I don’t mean alignment with human concerns. I mean that the AI itself is engaged in the same project we are: building a smarter system than itself. So if it’s hard to control the alignment of such a system then it should be hard for the AI. (In theory you can imagine that it’s only hard at our specific level of intelligence but in fact all the arguments that AI alignment is hard seem to apply equally well to the AI making an improved AI as to us making an AI).
See my reply above. The AI x-risk arguments require the assumption that superintelligence necessarily entails the agent try to optimize some simple utility function (this is different than orthogonality which says increasing intelligence doesn’t cause convergence to any particular utility function).

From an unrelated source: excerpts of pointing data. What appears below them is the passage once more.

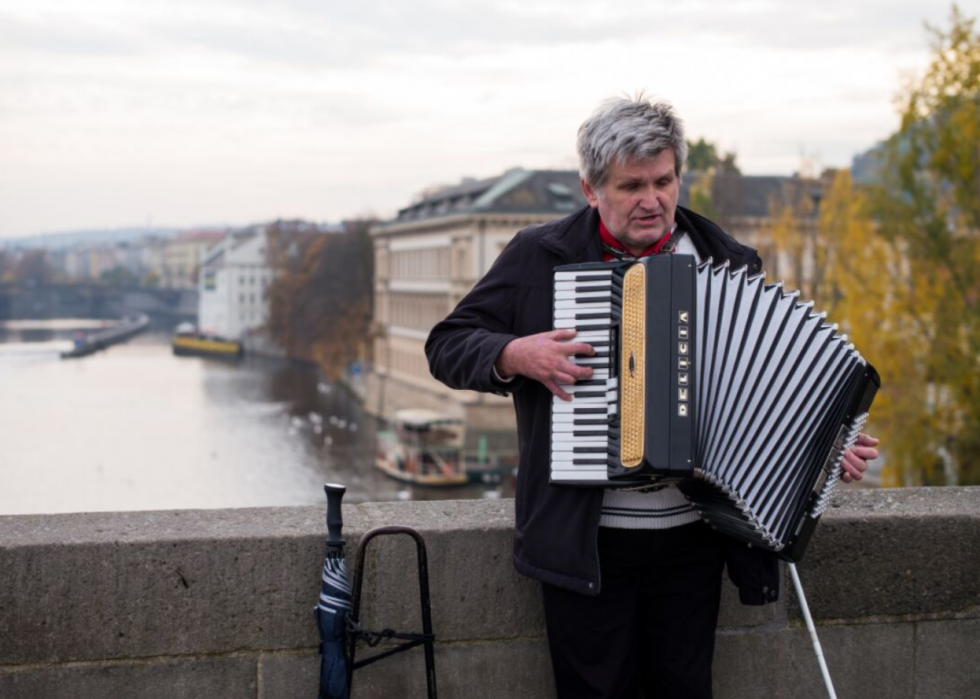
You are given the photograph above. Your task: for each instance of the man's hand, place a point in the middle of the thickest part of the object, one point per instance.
(855, 461)
(544, 357)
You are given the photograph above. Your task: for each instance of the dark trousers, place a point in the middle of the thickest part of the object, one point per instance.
(652, 627)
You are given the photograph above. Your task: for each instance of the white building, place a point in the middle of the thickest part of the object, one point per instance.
(233, 285)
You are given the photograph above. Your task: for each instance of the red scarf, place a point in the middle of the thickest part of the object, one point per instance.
(608, 239)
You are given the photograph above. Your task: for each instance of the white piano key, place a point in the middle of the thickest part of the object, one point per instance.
(577, 274)
(562, 295)
(584, 304)
(589, 336)
(577, 285)
(571, 445)
(590, 361)
(579, 388)
(579, 323)
(573, 312)
(583, 476)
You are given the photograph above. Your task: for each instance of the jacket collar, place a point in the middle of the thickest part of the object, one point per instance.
(575, 238)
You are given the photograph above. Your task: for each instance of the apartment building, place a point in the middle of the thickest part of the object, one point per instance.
(433, 252)
(182, 257)
(426, 259)
(233, 285)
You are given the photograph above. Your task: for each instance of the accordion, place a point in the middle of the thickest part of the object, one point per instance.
(711, 379)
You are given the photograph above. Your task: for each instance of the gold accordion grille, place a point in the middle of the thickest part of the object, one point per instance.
(631, 367)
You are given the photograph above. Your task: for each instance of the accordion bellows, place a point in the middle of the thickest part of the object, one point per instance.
(728, 386)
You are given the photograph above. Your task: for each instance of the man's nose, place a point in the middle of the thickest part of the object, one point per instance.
(649, 198)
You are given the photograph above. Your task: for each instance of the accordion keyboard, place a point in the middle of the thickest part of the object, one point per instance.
(580, 428)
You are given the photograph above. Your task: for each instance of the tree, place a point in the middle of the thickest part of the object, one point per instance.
(929, 205)
(896, 265)
(321, 300)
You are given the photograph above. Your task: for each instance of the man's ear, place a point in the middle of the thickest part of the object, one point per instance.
(591, 195)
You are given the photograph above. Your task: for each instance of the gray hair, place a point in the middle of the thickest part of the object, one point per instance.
(624, 129)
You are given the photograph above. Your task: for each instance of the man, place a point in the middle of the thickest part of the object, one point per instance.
(631, 580)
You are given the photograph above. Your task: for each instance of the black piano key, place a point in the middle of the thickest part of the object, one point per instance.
(591, 328)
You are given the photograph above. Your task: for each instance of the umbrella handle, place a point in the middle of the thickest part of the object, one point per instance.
(335, 518)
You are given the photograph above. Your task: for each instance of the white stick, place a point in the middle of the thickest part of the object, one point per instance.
(813, 632)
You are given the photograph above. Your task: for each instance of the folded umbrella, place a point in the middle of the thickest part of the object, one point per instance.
(334, 606)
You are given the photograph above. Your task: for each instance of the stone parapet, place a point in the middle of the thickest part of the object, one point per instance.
(219, 603)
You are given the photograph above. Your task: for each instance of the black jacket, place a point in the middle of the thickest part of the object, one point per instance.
(556, 527)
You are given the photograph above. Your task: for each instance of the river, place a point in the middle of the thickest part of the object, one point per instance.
(135, 428)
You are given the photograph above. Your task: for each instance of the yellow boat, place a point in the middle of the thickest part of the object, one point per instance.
(189, 342)
(424, 448)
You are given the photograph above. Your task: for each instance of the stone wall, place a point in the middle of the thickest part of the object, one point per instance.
(218, 604)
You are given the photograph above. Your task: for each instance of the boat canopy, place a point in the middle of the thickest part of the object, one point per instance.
(419, 419)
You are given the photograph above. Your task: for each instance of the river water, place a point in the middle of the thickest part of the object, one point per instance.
(135, 428)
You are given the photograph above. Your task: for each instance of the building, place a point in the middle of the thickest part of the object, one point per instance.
(745, 206)
(426, 259)
(182, 256)
(233, 285)
(433, 252)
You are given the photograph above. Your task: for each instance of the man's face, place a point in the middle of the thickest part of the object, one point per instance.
(638, 201)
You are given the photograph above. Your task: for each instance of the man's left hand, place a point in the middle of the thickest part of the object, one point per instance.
(855, 461)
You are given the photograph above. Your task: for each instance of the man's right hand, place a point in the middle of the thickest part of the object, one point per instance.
(545, 357)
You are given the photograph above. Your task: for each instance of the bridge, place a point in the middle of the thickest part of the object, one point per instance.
(219, 604)
(25, 301)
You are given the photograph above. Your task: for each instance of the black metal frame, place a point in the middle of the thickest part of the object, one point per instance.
(373, 638)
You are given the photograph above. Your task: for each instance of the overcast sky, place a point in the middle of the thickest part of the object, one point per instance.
(191, 112)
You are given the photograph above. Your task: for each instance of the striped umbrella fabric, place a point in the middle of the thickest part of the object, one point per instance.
(333, 606)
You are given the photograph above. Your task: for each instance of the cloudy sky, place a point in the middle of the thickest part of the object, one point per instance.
(191, 112)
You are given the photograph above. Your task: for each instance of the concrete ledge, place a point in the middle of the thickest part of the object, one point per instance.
(218, 603)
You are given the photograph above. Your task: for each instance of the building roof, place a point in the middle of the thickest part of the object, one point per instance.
(733, 194)
(558, 192)
(516, 191)
(199, 236)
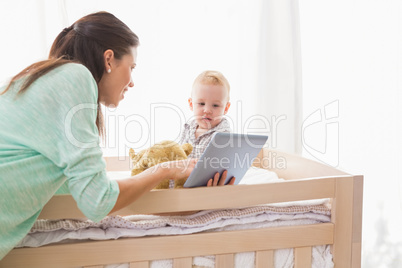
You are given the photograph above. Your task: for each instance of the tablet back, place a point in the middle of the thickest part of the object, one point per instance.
(226, 151)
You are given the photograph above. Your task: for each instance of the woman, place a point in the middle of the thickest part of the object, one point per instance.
(51, 122)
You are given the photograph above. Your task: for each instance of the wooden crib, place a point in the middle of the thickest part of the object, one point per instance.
(305, 180)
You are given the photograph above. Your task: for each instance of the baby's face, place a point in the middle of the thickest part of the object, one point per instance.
(209, 103)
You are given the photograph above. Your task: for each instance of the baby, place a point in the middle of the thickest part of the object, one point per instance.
(209, 101)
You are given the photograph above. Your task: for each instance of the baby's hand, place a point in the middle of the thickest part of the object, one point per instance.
(216, 181)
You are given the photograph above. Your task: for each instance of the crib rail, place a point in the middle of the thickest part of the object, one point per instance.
(181, 200)
(181, 248)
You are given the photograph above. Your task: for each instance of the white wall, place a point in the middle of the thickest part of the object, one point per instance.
(352, 65)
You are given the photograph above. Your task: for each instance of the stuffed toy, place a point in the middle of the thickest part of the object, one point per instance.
(160, 152)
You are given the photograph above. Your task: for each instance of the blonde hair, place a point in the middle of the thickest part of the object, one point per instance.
(210, 77)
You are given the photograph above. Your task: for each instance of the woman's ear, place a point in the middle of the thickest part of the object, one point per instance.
(108, 57)
(190, 103)
(226, 108)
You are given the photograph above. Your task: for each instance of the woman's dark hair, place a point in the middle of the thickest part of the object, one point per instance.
(84, 42)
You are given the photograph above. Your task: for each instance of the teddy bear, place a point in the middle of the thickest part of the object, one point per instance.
(158, 153)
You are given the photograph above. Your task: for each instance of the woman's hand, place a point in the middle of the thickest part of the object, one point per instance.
(220, 180)
(179, 169)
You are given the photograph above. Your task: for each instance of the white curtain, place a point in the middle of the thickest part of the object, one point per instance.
(352, 104)
(279, 95)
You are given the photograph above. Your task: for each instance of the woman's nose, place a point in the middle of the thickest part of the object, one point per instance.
(131, 84)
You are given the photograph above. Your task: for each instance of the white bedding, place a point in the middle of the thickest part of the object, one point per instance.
(46, 232)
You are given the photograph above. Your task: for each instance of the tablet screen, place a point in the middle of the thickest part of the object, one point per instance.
(226, 151)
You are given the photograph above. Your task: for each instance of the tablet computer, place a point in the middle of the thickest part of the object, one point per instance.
(226, 151)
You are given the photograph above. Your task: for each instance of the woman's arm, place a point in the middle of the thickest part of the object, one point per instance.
(132, 188)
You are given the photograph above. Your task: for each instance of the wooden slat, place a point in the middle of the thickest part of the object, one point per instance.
(264, 259)
(291, 166)
(342, 217)
(224, 261)
(302, 257)
(182, 263)
(180, 200)
(142, 264)
(153, 248)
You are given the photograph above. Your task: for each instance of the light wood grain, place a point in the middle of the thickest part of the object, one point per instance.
(182, 262)
(142, 264)
(305, 179)
(302, 257)
(154, 248)
(163, 201)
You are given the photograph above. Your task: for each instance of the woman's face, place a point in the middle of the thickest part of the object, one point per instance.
(115, 83)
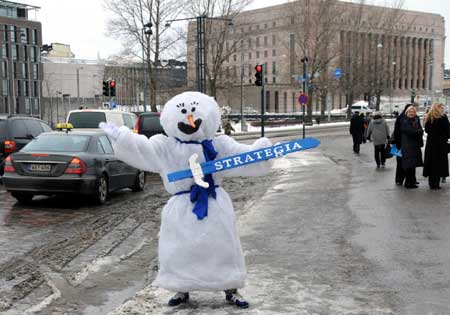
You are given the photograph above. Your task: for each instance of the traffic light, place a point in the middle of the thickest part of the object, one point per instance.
(112, 88)
(105, 88)
(259, 75)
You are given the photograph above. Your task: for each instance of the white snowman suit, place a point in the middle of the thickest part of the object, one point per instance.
(194, 254)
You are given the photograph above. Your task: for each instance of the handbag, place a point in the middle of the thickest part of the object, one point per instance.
(387, 151)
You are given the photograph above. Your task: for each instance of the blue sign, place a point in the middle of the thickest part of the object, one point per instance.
(248, 158)
(337, 74)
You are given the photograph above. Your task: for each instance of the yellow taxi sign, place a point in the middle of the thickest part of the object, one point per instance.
(64, 126)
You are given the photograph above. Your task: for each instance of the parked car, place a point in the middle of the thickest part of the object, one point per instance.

So the doesn’t care option is off the table since (by orthogonality) it’s super unlikely you get the one utility function which says just maximize intelligence locally (even global max isn’t enough bc some child AI who has different goals could interfere).
I agree that’s a possible way things could be. However, I don’t see how it’s compatible with accepting the arguments that say we should assume that alignment is a hard problem. I mean absent such arguments why expect you have to do anything special beyond normal training to solve alignment?
As I see the argumentative landscape the high x-risk estimates depend on arguments that claim to give reason to believe that alignment is just a generally hard problem. I don’t see anything in those arguments that distinguishes between these two cases.
In other words our arguments for alignment difficulty don’t depend on any specific assumptions about capability of intelligence so we should currently assign the same probability to an AI being unable to save it’s alignment problem as we do to us being unable to solve it.